Отец ждал меня в своем кресле на колесах. Он уже много лет не мог ходить. За время пока я был на фронте болезнь скрючила его еще больше. Зато выражение его лица было, как обычно, чрезвычайно оживленным. Он услышал мой голос, когда я еще был на площадке лестницы, и в его глазах, словно подмигивавших мне: «На этот раз они тебя здорово застукали!» — отражалась ласковая ирония. Он небрежным движением сунул палитру Большой Луизе, предупредив меня: «Осторожно, не поскользнись.
Консьержка, чтобы достойно встретить тебя, натерла полы на славу — нехитро и шею сломать!» Обратившись к обеим женщинам, он сказал: «Смойте-ка лучше водой весь этот блеск — как бы Жан не упал!» Я обнял отца. Борода его была влажной. Он тотчас потребовал сигарету, которую я и зажег ему. Мы не находили слов, чтобы начать разговор. Я сел в маленькое креслице матери, обитое розовым бархатом. Молчание нарушили всхлипывания Большой Луизы. Она плакала, громко сопя, как это делают крестьянки из Эссуа, деревни моей матери, откуда была родом и Большая Луиза. Это нас рассмешило, и она, обидевшись, ушла. Над ее слезливостью часто подшучивали в семье, говорили, что из-за ее слез бывают пересолены супы. Ренуар, пряча волнение, вновь принялся за свой этюд роз, «чтобы провести время», а я прошелся по квартире. Она казалась полузаброшенной.

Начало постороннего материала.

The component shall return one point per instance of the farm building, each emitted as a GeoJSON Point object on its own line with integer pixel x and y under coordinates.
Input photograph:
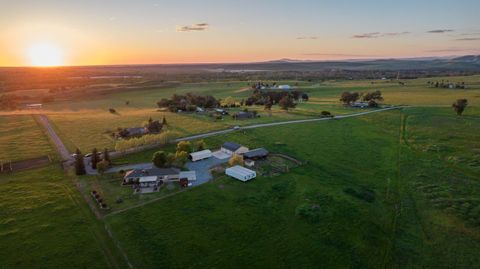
{"type": "Point", "coordinates": [284, 87]}
{"type": "Point", "coordinates": [33, 106]}
{"type": "Point", "coordinates": [256, 154]}
{"type": "Point", "coordinates": [161, 174]}
{"type": "Point", "coordinates": [240, 173]}
{"type": "Point", "coordinates": [200, 155]}
{"type": "Point", "coordinates": [231, 148]}
{"type": "Point", "coordinates": [188, 175]}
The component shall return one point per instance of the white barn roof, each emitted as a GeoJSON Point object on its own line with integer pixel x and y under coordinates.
{"type": "Point", "coordinates": [190, 175]}
{"type": "Point", "coordinates": [201, 154]}
{"type": "Point", "coordinates": [240, 173]}
{"type": "Point", "coordinates": [148, 179]}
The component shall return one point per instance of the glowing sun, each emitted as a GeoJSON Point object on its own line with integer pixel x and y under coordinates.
{"type": "Point", "coordinates": [45, 54]}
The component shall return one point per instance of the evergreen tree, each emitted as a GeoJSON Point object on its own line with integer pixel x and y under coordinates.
{"type": "Point", "coordinates": [106, 156]}
{"type": "Point", "coordinates": [94, 159]}
{"type": "Point", "coordinates": [79, 164]}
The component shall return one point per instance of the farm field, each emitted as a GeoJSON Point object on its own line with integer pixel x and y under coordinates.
{"type": "Point", "coordinates": [395, 189]}
{"type": "Point", "coordinates": [22, 138]}
{"type": "Point", "coordinates": [44, 221]}
{"type": "Point", "coordinates": [87, 124]}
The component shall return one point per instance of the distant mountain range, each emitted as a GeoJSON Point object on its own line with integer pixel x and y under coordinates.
{"type": "Point", "coordinates": [468, 62]}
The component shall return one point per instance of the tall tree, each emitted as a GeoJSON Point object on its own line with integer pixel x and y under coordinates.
{"type": "Point", "coordinates": [349, 97]}
{"type": "Point", "coordinates": [94, 160]}
{"type": "Point", "coordinates": [459, 106]}
{"type": "Point", "coordinates": [200, 145]}
{"type": "Point", "coordinates": [184, 146]}
{"type": "Point", "coordinates": [286, 102]}
{"type": "Point", "coordinates": [159, 159]}
{"type": "Point", "coordinates": [106, 156]}
{"type": "Point", "coordinates": [79, 164]}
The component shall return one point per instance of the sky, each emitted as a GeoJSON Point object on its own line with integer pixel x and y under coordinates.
{"type": "Point", "coordinates": [88, 32]}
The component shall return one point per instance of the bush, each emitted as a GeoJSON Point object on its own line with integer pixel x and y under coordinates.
{"type": "Point", "coordinates": [364, 194]}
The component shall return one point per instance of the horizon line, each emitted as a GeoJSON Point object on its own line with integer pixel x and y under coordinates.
{"type": "Point", "coordinates": [247, 62]}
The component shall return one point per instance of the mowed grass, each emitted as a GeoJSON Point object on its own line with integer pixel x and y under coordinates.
{"type": "Point", "coordinates": [22, 138]}
{"type": "Point", "coordinates": [93, 128]}
{"type": "Point", "coordinates": [86, 124]}
{"type": "Point", "coordinates": [42, 224]}
{"type": "Point", "coordinates": [230, 224]}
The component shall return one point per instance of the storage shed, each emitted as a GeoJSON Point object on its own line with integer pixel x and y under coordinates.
{"type": "Point", "coordinates": [240, 173]}
{"type": "Point", "coordinates": [231, 148]}
{"type": "Point", "coordinates": [200, 155]}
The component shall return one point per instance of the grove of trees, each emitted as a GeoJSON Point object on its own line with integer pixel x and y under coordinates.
{"type": "Point", "coordinates": [188, 102]}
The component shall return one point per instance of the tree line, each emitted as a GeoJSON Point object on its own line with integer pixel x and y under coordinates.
{"type": "Point", "coordinates": [373, 98]}
{"type": "Point", "coordinates": [188, 102]}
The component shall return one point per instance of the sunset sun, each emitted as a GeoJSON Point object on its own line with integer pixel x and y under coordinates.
{"type": "Point", "coordinates": [45, 54]}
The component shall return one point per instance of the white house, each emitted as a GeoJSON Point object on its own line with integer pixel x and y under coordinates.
{"type": "Point", "coordinates": [189, 175]}
{"type": "Point", "coordinates": [240, 173]}
{"type": "Point", "coordinates": [231, 148]}
{"type": "Point", "coordinates": [200, 155]}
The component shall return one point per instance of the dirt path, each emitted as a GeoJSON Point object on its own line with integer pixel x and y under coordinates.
{"type": "Point", "coordinates": [65, 155]}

Смолк смех натурщиц и служанок. Картины были вывезены в Кань1, стены выглядели голыми, шкафы опустели, в комнате матери пахло нафталином.
Через несколько дней наша жизнь наладилась. Я проводил время, наблюдая, как работает отец. В перерыве мы говорили о бессмысленности войны, которую он ненавидел. К обеду его кресло вкатывали в столовую; он страдал отсутствием аппетита, но соблюдал установленные обычаи. К завтраку часто приходил мой брат Пьер с женой — актрисой Верой Сержиной и двухлетним сыном Клодом. У брата рука была раздроблена пулей и его освободили от воинской службы. Несмотря на ранение, он делал попытки вернуться к своему ремеслу актера.

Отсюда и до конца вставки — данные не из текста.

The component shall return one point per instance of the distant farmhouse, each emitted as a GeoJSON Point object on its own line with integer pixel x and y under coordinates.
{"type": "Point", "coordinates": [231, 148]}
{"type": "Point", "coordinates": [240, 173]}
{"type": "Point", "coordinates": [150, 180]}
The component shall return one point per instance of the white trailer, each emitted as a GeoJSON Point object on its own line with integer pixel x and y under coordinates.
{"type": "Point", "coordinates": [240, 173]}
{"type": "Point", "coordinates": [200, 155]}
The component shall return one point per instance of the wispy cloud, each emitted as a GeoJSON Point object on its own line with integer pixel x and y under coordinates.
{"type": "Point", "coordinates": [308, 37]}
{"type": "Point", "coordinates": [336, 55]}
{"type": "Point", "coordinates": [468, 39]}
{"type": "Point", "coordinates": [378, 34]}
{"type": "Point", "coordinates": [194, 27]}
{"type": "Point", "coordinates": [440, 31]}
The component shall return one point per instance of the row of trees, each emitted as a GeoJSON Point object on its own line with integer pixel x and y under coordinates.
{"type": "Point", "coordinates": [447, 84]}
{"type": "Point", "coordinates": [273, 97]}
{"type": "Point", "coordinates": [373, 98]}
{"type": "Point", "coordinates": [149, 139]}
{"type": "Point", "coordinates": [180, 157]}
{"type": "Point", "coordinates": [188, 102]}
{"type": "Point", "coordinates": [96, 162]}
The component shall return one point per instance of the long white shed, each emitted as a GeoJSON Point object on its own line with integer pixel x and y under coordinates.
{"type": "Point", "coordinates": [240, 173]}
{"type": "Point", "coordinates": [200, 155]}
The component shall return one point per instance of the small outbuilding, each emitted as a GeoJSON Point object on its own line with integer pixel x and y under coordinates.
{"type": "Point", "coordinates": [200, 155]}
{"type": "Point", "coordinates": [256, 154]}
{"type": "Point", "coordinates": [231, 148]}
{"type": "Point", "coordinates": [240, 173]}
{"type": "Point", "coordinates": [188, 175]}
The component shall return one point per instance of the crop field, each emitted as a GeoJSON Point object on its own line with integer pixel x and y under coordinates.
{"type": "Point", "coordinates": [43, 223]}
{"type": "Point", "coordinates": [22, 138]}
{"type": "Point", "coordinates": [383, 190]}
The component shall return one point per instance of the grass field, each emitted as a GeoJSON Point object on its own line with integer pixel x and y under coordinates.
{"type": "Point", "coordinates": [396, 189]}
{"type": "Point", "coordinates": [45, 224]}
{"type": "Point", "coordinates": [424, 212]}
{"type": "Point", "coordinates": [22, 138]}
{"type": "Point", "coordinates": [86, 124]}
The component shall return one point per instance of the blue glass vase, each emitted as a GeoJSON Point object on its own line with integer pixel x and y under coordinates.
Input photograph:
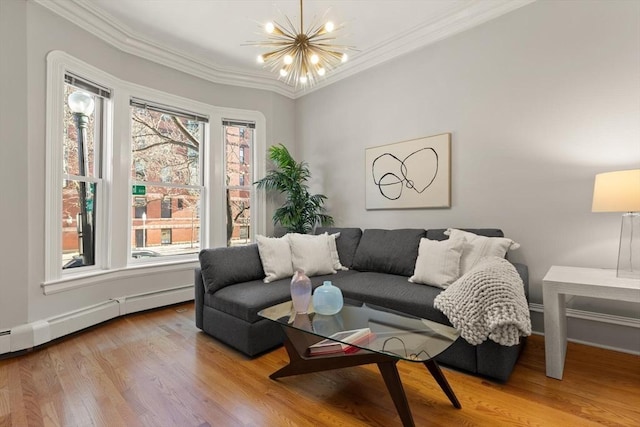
{"type": "Point", "coordinates": [327, 299]}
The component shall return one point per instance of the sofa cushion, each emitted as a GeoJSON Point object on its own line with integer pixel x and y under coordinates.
{"type": "Point", "coordinates": [311, 254]}
{"type": "Point", "coordinates": [438, 233]}
{"type": "Point", "coordinates": [245, 300]}
{"type": "Point", "coordinates": [394, 292]}
{"type": "Point", "coordinates": [477, 247]}
{"type": "Point", "coordinates": [275, 254]}
{"type": "Point", "coordinates": [346, 244]}
{"type": "Point", "coordinates": [438, 262]}
{"type": "Point", "coordinates": [224, 266]}
{"type": "Point", "coordinates": [388, 251]}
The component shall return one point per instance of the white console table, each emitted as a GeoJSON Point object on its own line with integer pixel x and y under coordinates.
{"type": "Point", "coordinates": [589, 282]}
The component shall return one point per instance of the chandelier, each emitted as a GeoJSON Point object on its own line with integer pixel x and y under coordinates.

В сумерки отец кончал работу; он всегда недоверчиво относился к электрическому освещению. Мы увозили его из мастерской, и в часы, которые предшествовали обеду и следовали за ним, я почти всегда оставался с Ренуаром наедине. Война изменила привычки парижан, и они редко ходили в гости. Мне впервые, с тех пор как миновало детство и я стал взрослым, довелось быть с глазу на глаз с отцом. Ранение как бы утверждало между нами некое равенство. Я передвигался только с помощью костылей. Мы оба были калеками, обреченными сидеть более или менее неподвижно в кресле.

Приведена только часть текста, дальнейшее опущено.